Cheackpoint inhibitor pneumonitis

Pooled Analysis of Checkpoint-Inhibitor Pneumonitis Across 25 Phase III Nivolumab Trials at ESMO 2025

Fresh from the podium at the ESMO Congress 2025, new findings were presented from the prospective pooled analysis to date evaluating checkpoint-inhibitor pneumonitis (CIP) across 25 global Phase III trials of nivolumab, alone or in combination with ipilimumab and/or chemotherapy, spanning nine solid tumor types. This comprehensive investigation sought to clarify the natural history, risk factors, and management patterns of CIP, a rare but potentially fatal immune-related adverse event associated with immune checkpoint inhibitors (ICIs).

 

Cheackpoint inhibitor pneumonitis

Cheackpoint inhibitor pneumonitis

Background

Checkpoint-inhibitor pneumonitis (CIP) is an uncommon but potentially life-threatening immune-related adverse event (irAE) associated with PD-1 and CTLA-4 blockade. Despite the widespread adoption of immune checkpoint inhibitors across oncology, the natural history, recurrence patterns, and long-term outcomes of CIP remain poorly defined.

Given the increasing use of combination immunotherapy regimens, particularly nivolumab plus ipilimumab, understanding the clinical characteristics and management of CIP has become crucial for oncologists. This pooled analysis integrated safety data from 25 Phase III global clinical trials, encompassing over 11,700 patients treated with nivolumab-based regimens across major solid tumor types, to provide the most detailed overview of CIP incidence and outcomes to date.

 

Methods

Data from 11,777 patients enrolled across 25 Phase III trials involving nivolumab ± ipilimumab ± chemotherapy or other agents were pooled for analysis. The cohort included patients with non-small cell lung cancer (NSCLC, n=3654), gastroesophageal cancer (n=2276), melanoma (n=1910), and renal cell carcinoma (RCC, n=1323), among others.

Key endpoints included CIP incidence, severity (CTCAE grades 1–5), time to onset and resolution, management strategies (use of corticosteroids [CS] and other immunosuppression [OIS]), and clinical outcomes. Investigators also identified cases of chronic CIP (lasting ≥12 weeks) and recurrent CIP, as well as regional variations in management practices.

Results

Among the 11,777 patients analyzed, 716 developed CIP (6.1%). The incidence of CIP was:

  • Higher in men (6.6%) than women (4.9%)
  • Increased with age, reaching 8.5% in patients over 75
  • Most frequent in patients treated with nivolumab + ipilimumab (8.0%), followed by nivolumab + chemotherapy (6.4%) and nivolumab monotherapy (4.6%)
  • Most common in NSCLC (40% of all CIP cases)

Severity and Outcomes:

  • Grade distribution: G1 (22.7%), G2 (45.7%), G3 (27.1%), G4 (4.1%), G5 (0.4%)
  • 70% of all cases resolved, while 4% were fatal
  • Median time to onset: 17 weeks (range 0.3–123.6)
  • Median time to resolution: 9 weeks (range 0.1–143)

Chronic and Recurrent CIP:

  • Chronic CIP occurred in 34.6% of patients (n=248)
  • Recurrent CIP in 8.5% (n=61), most commonly in RCC (17.6%) and hepatocellular carcinoma (13.3%)
  • Median time from initial to recurrent event: 6.1 weeks

Management:

  • Corticosteroids (CS) were used in 74% of all CIP cases and in 90% of grade ≥3 cases
  • Other immunosuppressants (OIS) were rarely required (3.4% overall; 8.4% for grade ≥3)
  • Regional differences were observed in CS use for grade 1 CIP: Asia (8%), Europe (27%), North America (20%)

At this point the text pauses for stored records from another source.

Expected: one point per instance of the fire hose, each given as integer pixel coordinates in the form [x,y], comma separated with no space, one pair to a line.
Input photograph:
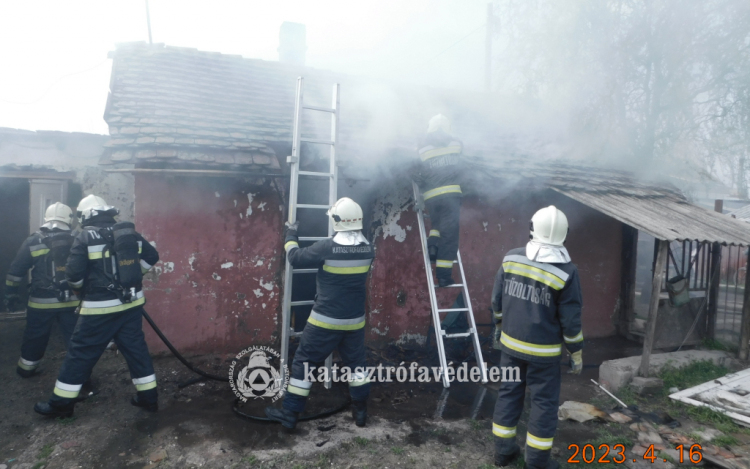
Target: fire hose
[225,379]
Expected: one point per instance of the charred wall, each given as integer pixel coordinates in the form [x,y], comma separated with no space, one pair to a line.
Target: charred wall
[490,226]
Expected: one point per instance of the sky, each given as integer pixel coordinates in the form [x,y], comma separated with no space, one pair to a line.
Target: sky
[54,70]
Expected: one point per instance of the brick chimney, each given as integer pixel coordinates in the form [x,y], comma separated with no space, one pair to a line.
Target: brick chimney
[292,43]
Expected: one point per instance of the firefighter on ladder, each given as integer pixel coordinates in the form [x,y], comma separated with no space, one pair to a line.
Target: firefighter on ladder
[536,301]
[106,259]
[50,298]
[337,319]
[440,153]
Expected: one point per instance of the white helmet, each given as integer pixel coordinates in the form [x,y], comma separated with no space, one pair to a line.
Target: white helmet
[346,215]
[92,206]
[58,212]
[550,226]
[439,122]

Notably, grade 1 CIP outcomes were similar regardless of CS use, and progression occurred in roughly one-third of patients even with corticosteroid treatment.

Conclusions

This large-scale pooled analysis offers the most comprehensive characterization of checkpoint-inhibitor pneumonitis across multiple tumor types and treatment regimens. CIP was found to be more frequent in older patients, men, those receiving combination nivolumab–ipilimumab therapy, and in NSCLC. Importantly, approximately one-third of cases became chronic and nearly 9% were recurrent, emphasizing the need for prolonged monitoring and improved management strategies.

The findings also highlight significant geographic variability in corticosteroid use and underscore that low-grade (grade 1) CIP can progress regardless of steroid treatment. Together, these insights advance the understanding of CIP’s natural history and may inform future clinical guidelines for the diagnosis, management, and surveillance of this serious immune-related toxicity.